Berliner Philharmoniker: Wuschelköpfe
Hat der 32-jährige Gustavo Dudamel das Zeug dazu, 2018 Sir Simon Rattles als Chefdirigent der Berliner Philharmoniker zu beerben? Jetzt war der Dirigent aus Venezuela mit Werken von Schubert, Beethoven und Strawinsky bei dem Orchester zu Gast.
Die Gruppe der Favoriten ist kleiner geworden. Zur Saison 2018/19 müssen die Berliner Philharmoniker einen Ersatz für Simon Rattle finden, aber schon in knapp zwei Jahren wollen sie sich auf einen Namen festlegen. Weil die wichtigen Dirigenten ihre Terminkalender nun einmal mit großem zeitlichen Vorlauf füllen. Andris Nelsons allerdings, der vielleicht heißeste Kandidat, hat gerade einen Vertrag mit dem Boston Philharmonic Orchestra unterschrieben.

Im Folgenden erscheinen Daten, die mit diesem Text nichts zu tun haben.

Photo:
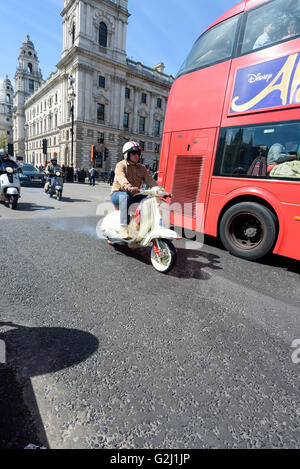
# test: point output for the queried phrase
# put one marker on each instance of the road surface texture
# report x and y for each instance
(101, 351)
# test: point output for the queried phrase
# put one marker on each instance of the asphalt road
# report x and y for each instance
(101, 351)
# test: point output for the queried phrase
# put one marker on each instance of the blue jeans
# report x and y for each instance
(123, 200)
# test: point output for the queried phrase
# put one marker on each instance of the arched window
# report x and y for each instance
(103, 35)
(73, 33)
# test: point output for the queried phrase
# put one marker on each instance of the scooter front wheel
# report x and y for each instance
(163, 255)
(13, 202)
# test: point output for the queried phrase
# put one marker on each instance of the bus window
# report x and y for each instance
(215, 45)
(276, 21)
(259, 151)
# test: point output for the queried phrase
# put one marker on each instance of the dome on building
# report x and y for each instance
(28, 43)
(5, 89)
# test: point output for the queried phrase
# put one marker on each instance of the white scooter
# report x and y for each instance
(10, 186)
(146, 229)
(55, 185)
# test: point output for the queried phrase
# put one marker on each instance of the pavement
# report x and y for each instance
(104, 352)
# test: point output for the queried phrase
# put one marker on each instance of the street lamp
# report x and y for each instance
(72, 96)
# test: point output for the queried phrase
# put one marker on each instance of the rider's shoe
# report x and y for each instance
(124, 233)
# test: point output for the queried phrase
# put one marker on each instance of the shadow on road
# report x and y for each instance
(69, 199)
(31, 207)
(33, 351)
(190, 262)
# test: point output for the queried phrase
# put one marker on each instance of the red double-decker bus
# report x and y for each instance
(231, 142)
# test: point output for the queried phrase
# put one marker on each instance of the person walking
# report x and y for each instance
(92, 176)
(111, 176)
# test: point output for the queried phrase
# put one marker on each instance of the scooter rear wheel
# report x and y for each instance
(166, 260)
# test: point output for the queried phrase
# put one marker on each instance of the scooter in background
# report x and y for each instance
(10, 186)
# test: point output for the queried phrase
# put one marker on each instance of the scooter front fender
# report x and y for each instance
(159, 233)
(12, 191)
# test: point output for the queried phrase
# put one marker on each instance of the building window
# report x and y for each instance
(126, 120)
(103, 35)
(157, 128)
(101, 82)
(100, 112)
(100, 138)
(73, 33)
(142, 124)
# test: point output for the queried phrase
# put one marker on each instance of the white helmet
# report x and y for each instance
(3, 152)
(130, 146)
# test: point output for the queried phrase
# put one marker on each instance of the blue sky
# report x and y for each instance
(158, 30)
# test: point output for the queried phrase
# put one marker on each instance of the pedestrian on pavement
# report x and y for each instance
(111, 176)
(92, 175)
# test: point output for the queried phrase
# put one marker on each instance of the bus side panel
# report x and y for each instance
(188, 175)
(163, 161)
(196, 99)
(260, 115)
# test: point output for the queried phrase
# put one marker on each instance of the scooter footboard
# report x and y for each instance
(12, 191)
(160, 233)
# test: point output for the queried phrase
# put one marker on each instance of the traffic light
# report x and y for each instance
(45, 146)
(10, 149)
(99, 159)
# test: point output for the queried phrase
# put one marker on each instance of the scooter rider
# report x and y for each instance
(5, 161)
(129, 176)
(51, 169)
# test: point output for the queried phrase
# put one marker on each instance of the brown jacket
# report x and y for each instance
(129, 175)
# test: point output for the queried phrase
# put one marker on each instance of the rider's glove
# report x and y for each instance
(134, 190)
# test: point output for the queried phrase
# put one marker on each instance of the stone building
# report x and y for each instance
(114, 99)
(6, 101)
(28, 78)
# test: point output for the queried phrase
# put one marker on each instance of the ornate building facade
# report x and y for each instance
(113, 99)
(6, 102)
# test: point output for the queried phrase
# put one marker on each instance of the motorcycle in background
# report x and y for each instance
(10, 186)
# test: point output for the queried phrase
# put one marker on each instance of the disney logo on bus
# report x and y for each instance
(258, 76)
(266, 85)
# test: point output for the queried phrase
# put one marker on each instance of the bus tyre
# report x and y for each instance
(248, 230)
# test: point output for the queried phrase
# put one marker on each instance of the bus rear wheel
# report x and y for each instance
(248, 230)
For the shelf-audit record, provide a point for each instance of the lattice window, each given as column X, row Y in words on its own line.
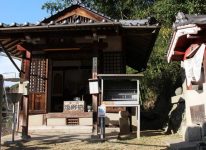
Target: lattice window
column 113, row 62
column 38, row 74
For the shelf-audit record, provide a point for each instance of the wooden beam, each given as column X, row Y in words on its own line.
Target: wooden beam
column 11, row 44
column 11, row 59
column 61, row 49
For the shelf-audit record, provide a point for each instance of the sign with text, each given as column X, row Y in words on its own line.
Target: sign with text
column 73, row 106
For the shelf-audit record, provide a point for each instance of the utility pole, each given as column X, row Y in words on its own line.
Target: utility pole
column 1, row 99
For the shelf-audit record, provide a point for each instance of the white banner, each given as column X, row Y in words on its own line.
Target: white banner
column 193, row 65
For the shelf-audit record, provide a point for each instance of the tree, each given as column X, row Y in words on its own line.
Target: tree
column 117, row 9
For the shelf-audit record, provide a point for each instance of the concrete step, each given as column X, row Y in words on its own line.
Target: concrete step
column 64, row 129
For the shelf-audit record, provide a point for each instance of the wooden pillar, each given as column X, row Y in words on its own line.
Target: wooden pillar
column 25, row 117
column 94, row 96
column 204, row 66
column 1, row 99
column 138, row 121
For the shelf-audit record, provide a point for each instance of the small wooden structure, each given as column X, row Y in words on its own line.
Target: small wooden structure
column 188, row 46
column 60, row 53
column 122, row 90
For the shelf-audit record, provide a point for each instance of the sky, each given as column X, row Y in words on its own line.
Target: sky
column 19, row 11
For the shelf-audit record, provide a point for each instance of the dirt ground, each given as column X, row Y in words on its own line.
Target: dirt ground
column 150, row 140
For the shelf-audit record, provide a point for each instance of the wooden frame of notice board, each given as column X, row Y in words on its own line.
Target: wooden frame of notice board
column 121, row 90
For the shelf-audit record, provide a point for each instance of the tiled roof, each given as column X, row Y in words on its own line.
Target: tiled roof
column 185, row 19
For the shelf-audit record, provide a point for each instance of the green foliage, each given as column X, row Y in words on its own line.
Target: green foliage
column 160, row 79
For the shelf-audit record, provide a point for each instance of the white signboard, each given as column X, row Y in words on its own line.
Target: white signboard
column 73, row 106
column 93, row 87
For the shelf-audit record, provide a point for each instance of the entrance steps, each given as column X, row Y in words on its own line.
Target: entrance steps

Damit scheidet er ebenso aus wie Riccardo Chailly, der nicht nur seine Zusammenarbeit mit dem Leipziger Gewandhaus verlängert hat, sondern auch Nachfolger Daniel Barenboims an der Mailänder Scala wird. Christian Thielemann schließlich wird zwar von vielen wegen seiner altmodischen Kapellmeisterlichkeit geschätzt, von ebenso vielen aber auch aufgrund seines schwierigen Charakters gefürchtet.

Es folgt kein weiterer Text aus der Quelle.